The only question, then, is whether this information was trustworthy. An evaluation of the trustworthiness of an informant’s tip requires two inquiries — one focusing upon the credibility of the informant himself and one focusing upon the validity of his conclusion that the arrestee has committed a crime. Aguilar v. Texas, 378 U.S. 108, 114, 84 S.Ct. 1509, 12 L.Ed.2d 723 (1964). The latter inquiry reveals that the tip was more than just a conclusory accusation. The informant reported that he had seen appellee selling narcotics on the street within view of the telephone booth from which he spoke to Officer Jenkins. There is no danger that the informant had obtained his information “from an offhand remark heard at a neighborhood bar.” Cf. Spinelli v. United States, 393 U.S. 410, 417, 89 S.Ct. 584, 589, 21 L.Ed.2d 637 (1969). By its terms, the tip purports to be based on the first hand knowledge of the informer, a person who had previously demonstrated familiarity with the illicit narcotics trade in the District of Columbia. The first branch of the Aguilar analysis is therefore satisfied.
Our second inquiry with respect to an informant’s report scrutinizes the reliability of the informant himself. The burden of the Government is to show facts and circumstances from which the officers could reasonably conclude that the informant was credible. Aguilar v. Texas, supra, 378 U.S. at 114. We think that the Government has met its burden. Having been arrested for petty larceny the day before, the informant had a motive to cooperate with the police. As Officer Jenkins put it, “[the informant] sort of took it that I was going to help him out” in exchange for his cooperation in apprehending narcotics dealers. More significantly, the informant met the officers near the scene of the arrest and gave them additional information regarding appellee’s movements. This confirmed that the informant was in fact in the vicinity at the time of the tip. Finally, the officers were able to corroborate by their own observation all aspects of the suspect’s description, including the presence of a paper cup, before the arrest. Taken together, these three factors would lead a reasonable man to credit the informant’s report.

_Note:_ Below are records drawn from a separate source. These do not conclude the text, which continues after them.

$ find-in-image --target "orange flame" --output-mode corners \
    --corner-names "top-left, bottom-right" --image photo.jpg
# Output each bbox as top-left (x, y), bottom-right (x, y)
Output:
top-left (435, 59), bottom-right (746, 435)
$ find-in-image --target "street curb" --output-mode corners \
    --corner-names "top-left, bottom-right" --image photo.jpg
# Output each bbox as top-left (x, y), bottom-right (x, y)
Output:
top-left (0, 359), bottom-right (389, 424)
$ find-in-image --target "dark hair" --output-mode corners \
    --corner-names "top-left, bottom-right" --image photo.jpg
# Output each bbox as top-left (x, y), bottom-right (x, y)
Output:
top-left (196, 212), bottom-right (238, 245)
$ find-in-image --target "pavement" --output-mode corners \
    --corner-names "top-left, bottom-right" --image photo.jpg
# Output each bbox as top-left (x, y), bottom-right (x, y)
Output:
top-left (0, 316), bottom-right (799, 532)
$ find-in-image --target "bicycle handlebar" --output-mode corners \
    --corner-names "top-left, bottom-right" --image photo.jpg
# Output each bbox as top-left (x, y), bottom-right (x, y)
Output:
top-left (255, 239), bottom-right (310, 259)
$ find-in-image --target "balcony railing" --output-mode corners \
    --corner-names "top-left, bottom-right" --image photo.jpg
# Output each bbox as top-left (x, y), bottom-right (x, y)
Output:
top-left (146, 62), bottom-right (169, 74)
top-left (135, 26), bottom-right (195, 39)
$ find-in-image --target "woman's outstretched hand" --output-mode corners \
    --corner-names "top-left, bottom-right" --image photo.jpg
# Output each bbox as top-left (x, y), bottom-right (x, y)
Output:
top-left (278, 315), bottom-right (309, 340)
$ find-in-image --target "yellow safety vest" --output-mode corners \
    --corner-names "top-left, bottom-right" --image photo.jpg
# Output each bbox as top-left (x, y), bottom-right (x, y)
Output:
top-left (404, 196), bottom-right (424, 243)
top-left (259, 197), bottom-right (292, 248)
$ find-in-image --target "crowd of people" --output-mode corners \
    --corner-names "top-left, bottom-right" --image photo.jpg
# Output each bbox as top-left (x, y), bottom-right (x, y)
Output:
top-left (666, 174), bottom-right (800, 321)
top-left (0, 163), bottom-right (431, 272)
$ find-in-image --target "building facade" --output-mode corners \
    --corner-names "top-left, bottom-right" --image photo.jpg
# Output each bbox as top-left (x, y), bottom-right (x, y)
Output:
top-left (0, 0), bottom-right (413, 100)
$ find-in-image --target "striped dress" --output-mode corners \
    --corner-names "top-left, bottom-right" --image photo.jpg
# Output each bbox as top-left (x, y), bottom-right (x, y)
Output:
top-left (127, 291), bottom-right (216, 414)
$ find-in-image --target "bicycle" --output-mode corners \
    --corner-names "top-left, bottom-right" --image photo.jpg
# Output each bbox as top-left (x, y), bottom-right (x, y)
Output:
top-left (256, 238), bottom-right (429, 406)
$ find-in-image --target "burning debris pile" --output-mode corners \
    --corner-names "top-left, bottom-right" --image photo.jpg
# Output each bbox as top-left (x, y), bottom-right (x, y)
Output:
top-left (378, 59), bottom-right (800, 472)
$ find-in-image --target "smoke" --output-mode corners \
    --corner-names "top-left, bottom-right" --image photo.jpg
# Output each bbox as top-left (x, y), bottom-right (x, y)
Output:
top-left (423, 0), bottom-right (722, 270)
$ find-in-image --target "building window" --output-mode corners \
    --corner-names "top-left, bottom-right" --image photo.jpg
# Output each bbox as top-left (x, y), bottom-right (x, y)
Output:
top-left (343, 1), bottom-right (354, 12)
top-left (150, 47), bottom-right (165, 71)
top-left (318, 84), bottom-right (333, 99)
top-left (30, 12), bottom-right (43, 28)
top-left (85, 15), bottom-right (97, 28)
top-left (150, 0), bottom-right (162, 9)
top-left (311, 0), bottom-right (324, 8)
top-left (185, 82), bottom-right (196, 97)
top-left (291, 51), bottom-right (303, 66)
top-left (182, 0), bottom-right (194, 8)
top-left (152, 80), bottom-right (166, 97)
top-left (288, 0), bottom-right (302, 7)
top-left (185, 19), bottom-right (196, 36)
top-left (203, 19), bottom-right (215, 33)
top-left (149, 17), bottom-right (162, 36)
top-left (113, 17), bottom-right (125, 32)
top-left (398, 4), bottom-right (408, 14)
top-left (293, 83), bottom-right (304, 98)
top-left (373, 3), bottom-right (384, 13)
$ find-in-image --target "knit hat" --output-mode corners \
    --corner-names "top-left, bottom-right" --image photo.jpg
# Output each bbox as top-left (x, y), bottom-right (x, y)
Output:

Since the informant was credible and his information regarding criminal activity had been obtained in a reliable way, the report received by Officer Jenkins was sufficiently trustworthy to create probable cause for appellee’s arrest. The legality of the arrest, of course, validates the accompanying search which produced the evidence at issue. The order of the district court suppressing that evidence is therefore reversed.
So ordered.
. Testimony of Officer Vavrick, Tr. at 26.
. Officer Jenkins testified as follows :
Q Well now, you indicated to the Prosecutor that he he had not given you information before that was either reliable or unreliable.
A I can’t say reliable. I had met him earlier that afternoon when I came on duty and he was giving me verbal information which I could corroborate.
Q What do you mean by that, sir?
A I would ask him questions about certain areas, who was selling narcotics, who I knew was selling narcotics. lie would say So-and-So was.
THE COURT: That would check with your information, as best you had it?
THE WITNESS : Yes, sir.
Tr. at 12.
. Tr. at 14.

Question: What is the total number of appellants in the case that fall into the category "private business and its executives"? Answer with a number.